The UK Gambling Commission (UKGC) is planning to advise the government to amend the current fees regulations, in order to take account of the significant changes in the population of operators that it regulates and to address identified problems in the current fees structure.
The UKGC is therefore developing its advice to the Department for Culture, Media and Sport. The commission issued the below statement:
“While the timetable for any review is a decision for the Secretary of State, the Commission considers that the earliest any such a review could start would be towards the end of this year, once we have the first full year’s data post the Gambling (Licensing and Advertising) Act 2014 and therefore a clearer picture of the immediate impacts those changes to remote gambling regulation have had on the Commission’s costs and income.”
Detailing further insight, the purpose og the discussion is to explain its approach to recovering costs through licence fees, and how current thinking on fees structure can be improved, with the implications of the 2014 Act on UKGC costs, income and therefore on the fees needed to recover those costs; and to invite comments to help the commission prepare advice to the government.
The UKGC hopes that, by providing greater transparency about the way in which governments set about determining the fees needed for full cost recovery, stakeholders will be able to feed in any suggestions or proposals for improvements at this formative stage.

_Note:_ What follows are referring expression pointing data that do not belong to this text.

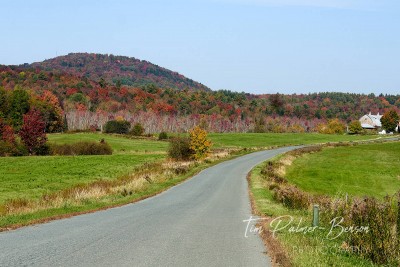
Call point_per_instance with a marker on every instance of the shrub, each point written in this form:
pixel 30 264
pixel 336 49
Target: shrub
pixel 199 143
pixel 292 197
pixel 117 126
pixel 32 132
pixel 355 127
pixel 137 130
pixel 162 136
pixel 179 148
pixel 6 149
pixel 334 126
pixel 380 243
pixel 82 148
pixel 390 120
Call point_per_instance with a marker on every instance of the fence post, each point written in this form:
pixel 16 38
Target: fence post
pixel 315 215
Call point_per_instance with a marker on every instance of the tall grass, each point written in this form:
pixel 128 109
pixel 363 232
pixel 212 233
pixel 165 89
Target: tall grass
pixel 380 243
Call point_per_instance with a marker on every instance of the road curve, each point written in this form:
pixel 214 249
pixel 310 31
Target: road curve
pixel 197 223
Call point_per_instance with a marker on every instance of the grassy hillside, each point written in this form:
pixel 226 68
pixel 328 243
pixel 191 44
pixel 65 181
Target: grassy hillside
pixel 277 139
pixel 372 169
pixel 30 177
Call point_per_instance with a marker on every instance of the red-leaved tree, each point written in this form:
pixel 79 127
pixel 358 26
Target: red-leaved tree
pixel 32 132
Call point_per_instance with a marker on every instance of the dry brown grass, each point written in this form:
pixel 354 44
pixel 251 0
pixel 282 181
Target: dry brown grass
pixel 136 181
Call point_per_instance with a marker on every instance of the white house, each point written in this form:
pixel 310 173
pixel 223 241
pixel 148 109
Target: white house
pixel 370 121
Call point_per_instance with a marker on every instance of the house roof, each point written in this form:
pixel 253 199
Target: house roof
pixel 376 119
pixel 367 126
pixel 373 121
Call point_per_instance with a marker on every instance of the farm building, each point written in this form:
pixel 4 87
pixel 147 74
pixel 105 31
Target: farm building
pixel 370 121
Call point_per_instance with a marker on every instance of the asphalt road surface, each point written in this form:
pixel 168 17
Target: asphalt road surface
pixel 197 223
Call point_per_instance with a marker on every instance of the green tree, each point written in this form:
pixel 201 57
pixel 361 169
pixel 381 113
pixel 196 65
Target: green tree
pixel 3 102
pixel 390 120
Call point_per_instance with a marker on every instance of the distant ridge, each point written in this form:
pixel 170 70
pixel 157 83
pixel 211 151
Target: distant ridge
pixel 117 70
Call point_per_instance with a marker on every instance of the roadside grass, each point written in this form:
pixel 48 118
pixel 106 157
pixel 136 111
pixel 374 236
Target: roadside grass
pixel 298 248
pixel 120 144
pixel 361 170
pixel 31 177
pixel 58 186
pixel 247 140
pixel 143 182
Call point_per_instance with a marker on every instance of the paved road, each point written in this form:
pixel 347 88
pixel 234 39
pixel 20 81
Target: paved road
pixel 197 223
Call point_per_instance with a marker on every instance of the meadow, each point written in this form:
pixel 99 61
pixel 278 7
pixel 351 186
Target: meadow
pixel 31 177
pixel 248 140
pixel 362 170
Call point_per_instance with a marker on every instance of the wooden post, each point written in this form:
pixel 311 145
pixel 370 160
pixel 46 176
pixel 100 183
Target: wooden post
pixel 315 215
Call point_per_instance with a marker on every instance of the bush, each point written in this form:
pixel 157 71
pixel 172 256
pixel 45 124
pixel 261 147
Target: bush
pixel 390 120
pixel 117 126
pixel 137 130
pixel 355 127
pixel 6 149
pixel 380 243
pixel 292 197
pixel 81 148
pixel 179 148
pixel 42 150
pixel 199 143
pixel 162 136
pixel 12 149
pixel 334 126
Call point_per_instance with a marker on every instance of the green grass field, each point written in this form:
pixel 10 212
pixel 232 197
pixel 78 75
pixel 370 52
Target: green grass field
pixel 278 139
pixel 31 177
pixel 372 169
pixel 311 249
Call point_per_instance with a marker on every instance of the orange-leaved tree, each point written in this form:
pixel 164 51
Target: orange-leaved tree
pixel 199 143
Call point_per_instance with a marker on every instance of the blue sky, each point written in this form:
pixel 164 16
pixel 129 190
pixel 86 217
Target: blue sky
pixel 258 46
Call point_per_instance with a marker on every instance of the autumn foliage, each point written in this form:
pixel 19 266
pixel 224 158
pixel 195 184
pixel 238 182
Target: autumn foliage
pixel 390 120
pixel 32 132
pixel 199 143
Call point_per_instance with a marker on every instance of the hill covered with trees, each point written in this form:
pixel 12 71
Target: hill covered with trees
pixel 117 70
pixel 90 91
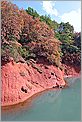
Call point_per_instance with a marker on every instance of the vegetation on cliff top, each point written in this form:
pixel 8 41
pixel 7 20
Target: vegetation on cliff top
pixel 26 34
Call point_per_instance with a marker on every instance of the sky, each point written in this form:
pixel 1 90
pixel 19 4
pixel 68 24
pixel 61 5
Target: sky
pixel 60 11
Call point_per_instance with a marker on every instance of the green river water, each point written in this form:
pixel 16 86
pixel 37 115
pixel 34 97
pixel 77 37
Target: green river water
pixel 51 105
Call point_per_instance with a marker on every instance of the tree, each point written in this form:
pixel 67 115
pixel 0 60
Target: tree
pixel 32 12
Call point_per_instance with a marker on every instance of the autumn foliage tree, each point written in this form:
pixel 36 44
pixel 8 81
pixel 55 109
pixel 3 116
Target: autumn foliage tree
pixel 34 37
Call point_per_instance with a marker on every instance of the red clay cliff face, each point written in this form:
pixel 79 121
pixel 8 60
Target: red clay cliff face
pixel 20 81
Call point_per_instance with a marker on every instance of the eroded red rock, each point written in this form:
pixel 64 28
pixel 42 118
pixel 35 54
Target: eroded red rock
pixel 20 81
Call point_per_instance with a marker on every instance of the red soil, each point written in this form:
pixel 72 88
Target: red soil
pixel 20 81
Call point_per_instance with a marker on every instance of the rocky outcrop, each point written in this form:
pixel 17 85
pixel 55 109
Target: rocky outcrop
pixel 20 81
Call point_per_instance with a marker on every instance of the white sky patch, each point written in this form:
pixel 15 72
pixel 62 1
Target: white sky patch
pixel 74 18
pixel 49 7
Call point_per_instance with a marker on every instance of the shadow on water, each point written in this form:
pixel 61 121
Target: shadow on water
pixel 50 105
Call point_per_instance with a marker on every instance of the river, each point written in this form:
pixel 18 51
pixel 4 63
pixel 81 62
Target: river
pixel 51 105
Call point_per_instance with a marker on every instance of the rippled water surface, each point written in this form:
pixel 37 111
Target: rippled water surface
pixel 51 105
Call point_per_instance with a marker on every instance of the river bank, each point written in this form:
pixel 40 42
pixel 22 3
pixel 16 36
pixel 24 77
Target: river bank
pixel 21 81
pixel 49 105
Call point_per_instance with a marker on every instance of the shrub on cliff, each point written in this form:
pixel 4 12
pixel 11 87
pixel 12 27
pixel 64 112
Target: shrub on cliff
pixel 17 25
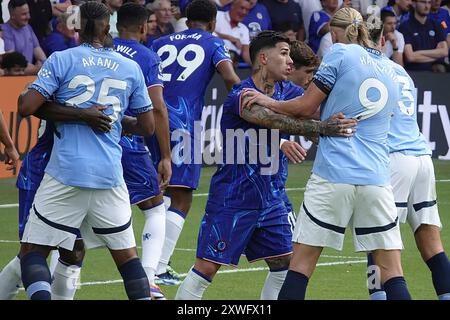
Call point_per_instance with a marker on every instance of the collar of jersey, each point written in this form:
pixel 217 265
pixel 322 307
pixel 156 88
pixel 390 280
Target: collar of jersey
pixel 94 48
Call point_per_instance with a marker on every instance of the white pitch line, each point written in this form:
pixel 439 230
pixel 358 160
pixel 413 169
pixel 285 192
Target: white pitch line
pixel 193 250
pixel 16 205
pixel 287 189
pixel 323 264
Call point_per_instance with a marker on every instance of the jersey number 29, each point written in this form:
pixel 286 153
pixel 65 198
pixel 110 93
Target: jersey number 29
pixel 189 65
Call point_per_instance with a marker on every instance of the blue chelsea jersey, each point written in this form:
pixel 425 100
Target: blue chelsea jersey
pixel 33 165
pixel 150 65
pixel 243 185
pixel 188 61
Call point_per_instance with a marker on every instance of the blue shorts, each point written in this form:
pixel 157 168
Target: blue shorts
pixel 139 175
pixel 26 198
pixel 183 174
pixel 226 234
pixel 285 198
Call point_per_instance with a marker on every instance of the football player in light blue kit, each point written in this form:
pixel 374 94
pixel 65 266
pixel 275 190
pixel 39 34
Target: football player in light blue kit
pixel 245 212
pixel 139 173
pixel 83 187
pixel 189 59
pixel 350 182
pixel 413 182
pixel 64 268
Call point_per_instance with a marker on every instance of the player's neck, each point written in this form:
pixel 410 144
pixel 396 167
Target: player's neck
pixel 196 25
pixel 94 43
pixel 263 82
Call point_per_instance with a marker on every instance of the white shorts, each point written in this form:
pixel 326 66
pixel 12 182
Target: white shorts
pixel 414 186
pixel 328 208
pixel 102 215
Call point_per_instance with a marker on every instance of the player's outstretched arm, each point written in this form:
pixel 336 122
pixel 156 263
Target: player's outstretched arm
pixel 11 154
pixel 29 102
pixel 337 125
pixel 162 135
pixel 92 116
pixel 226 70
pixel 301 107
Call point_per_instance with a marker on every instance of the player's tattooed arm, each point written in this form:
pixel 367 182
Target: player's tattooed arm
pixel 336 125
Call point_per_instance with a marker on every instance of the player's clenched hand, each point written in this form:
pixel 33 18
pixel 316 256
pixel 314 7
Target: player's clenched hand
pixel 11 157
pixel 338 125
pixel 164 173
pixel 293 151
pixel 251 96
pixel 96 119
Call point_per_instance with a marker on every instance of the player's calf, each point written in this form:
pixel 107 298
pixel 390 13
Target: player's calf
pixel 389 262
pixel 67 272
pixel 134 278
pixel 197 280
pixel 35 273
pixel 278 268
pixel 429 243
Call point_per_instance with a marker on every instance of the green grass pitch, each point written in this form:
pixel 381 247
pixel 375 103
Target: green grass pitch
pixel 340 275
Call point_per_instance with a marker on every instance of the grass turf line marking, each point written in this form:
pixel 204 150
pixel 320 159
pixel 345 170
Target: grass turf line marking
pixel 323 264
pixel 16 205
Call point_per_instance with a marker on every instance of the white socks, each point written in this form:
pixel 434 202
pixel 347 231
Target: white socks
pixel 10 279
pixel 174 225
pixel 65 281
pixel 272 285
pixel 54 257
pixel 192 287
pixel 153 236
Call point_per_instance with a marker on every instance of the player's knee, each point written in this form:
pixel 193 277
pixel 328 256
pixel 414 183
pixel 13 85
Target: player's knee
pixel 74 257
pixel 26 248
pixel 428 240
pixel 207 268
pixel 278 263
pixel 181 198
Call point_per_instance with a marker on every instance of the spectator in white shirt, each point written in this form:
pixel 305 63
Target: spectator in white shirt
pixel 395 42
pixel 230 28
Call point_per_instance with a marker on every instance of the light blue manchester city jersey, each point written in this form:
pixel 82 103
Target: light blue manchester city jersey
pixel 361 85
pixel 82 77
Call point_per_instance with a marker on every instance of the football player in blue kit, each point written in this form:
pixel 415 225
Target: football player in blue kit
pixel 348 173
pixel 245 212
pixel 139 173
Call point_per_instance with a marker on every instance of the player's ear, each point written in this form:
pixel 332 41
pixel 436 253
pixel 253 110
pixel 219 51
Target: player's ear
pixel 211 26
pixel 143 29
pixel 262 57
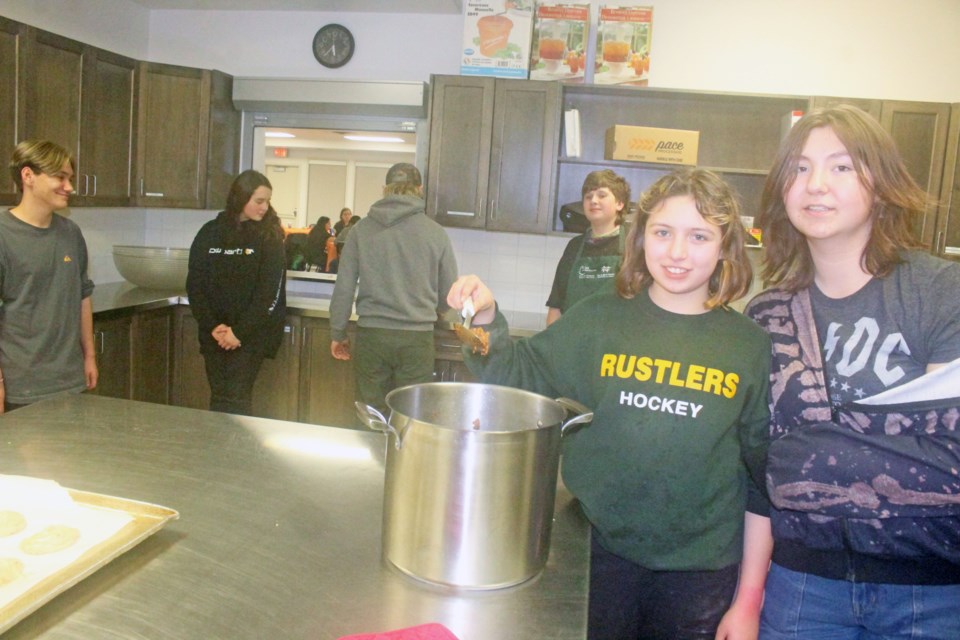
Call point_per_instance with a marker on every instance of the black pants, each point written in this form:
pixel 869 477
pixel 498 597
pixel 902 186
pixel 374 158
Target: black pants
pixel 629 602
pixel 231 375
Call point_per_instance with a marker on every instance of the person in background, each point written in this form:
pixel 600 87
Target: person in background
pixel 345 215
pixel 865 522
pixel 46 316
pixel 591 259
pixel 237 288
pixel 678 382
pixel 316 249
pixel 404 263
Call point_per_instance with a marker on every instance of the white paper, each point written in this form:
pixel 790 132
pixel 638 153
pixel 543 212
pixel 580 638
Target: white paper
pixel 941 384
pixel 44 503
pixel 571 132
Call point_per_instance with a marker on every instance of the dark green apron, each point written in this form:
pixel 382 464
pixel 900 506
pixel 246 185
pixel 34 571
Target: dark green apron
pixel 589 273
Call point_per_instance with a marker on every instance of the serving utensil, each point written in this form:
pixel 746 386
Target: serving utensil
pixel 466 335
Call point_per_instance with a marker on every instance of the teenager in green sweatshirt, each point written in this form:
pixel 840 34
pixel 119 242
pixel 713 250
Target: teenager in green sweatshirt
pixel 678 385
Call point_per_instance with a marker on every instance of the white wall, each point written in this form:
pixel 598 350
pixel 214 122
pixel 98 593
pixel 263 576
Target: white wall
pixel 861 48
pixel 120 26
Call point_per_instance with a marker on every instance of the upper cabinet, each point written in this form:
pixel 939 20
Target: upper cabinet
pixel 920 130
pixel 947 236
pixel 739 135
pixel 82 98
pixel 141 133
pixel 11 35
pixel 493 146
pixel 188 137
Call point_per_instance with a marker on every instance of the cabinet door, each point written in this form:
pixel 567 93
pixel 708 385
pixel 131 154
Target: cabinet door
pixel 524 150
pixel 326 384
pixel 106 136
pixel 276 392
pixel 920 131
pixel 190 387
pixel 52 85
pixel 152 349
pixel 172 131
pixel 112 344
pixel 10 40
pixel 222 158
pixel 461 124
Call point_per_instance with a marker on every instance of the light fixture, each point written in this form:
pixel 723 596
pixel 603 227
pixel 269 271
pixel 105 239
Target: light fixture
pixel 360 138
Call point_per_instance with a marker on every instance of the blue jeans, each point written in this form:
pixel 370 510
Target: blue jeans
pixel 801 606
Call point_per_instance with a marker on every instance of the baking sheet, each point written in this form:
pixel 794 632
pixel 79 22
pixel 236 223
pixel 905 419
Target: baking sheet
pixel 145 520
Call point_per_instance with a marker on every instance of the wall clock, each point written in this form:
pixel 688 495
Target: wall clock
pixel 333 46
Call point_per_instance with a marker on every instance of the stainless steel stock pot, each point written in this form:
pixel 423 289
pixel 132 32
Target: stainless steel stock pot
pixel 471 479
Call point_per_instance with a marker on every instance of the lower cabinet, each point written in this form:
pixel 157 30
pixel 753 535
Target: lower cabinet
pixel 111 342
pixel 275 393
pixel 152 355
pixel 134 355
pixel 326 384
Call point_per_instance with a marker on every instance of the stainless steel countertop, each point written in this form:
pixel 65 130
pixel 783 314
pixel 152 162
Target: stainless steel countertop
pixel 278 536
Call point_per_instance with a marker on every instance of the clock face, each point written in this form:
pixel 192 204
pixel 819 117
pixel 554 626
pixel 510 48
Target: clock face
pixel 333 46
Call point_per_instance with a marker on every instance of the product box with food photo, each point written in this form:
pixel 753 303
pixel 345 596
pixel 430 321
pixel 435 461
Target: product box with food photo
pixel 496 38
pixel 560 34
pixel 623 45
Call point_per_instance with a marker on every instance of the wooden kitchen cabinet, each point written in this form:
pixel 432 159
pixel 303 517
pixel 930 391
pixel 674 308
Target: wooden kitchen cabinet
pixel 947 235
pixel 86 104
pixel 493 144
pixel 326 384
pixel 276 393
pixel 111 340
pixel 11 38
pixel 189 386
pixel 739 135
pixel 188 137
pixel 152 355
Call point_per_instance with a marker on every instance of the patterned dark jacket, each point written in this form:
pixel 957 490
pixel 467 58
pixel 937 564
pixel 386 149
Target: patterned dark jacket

The fee structure has come in for constant criticism from smaller operators, who feel that it unfairly penalises. For example for the LBO licensing the top threshold is 200 shops, even though there are four operators with more than 1,200 shops, making their licensing costs per shop extremely low compared to the smaller chains. Ironically it is the loss of this smaller operator base (mainly due to rising costs) along with other industry consolidation that is causing the Commission to look again at its fees structure.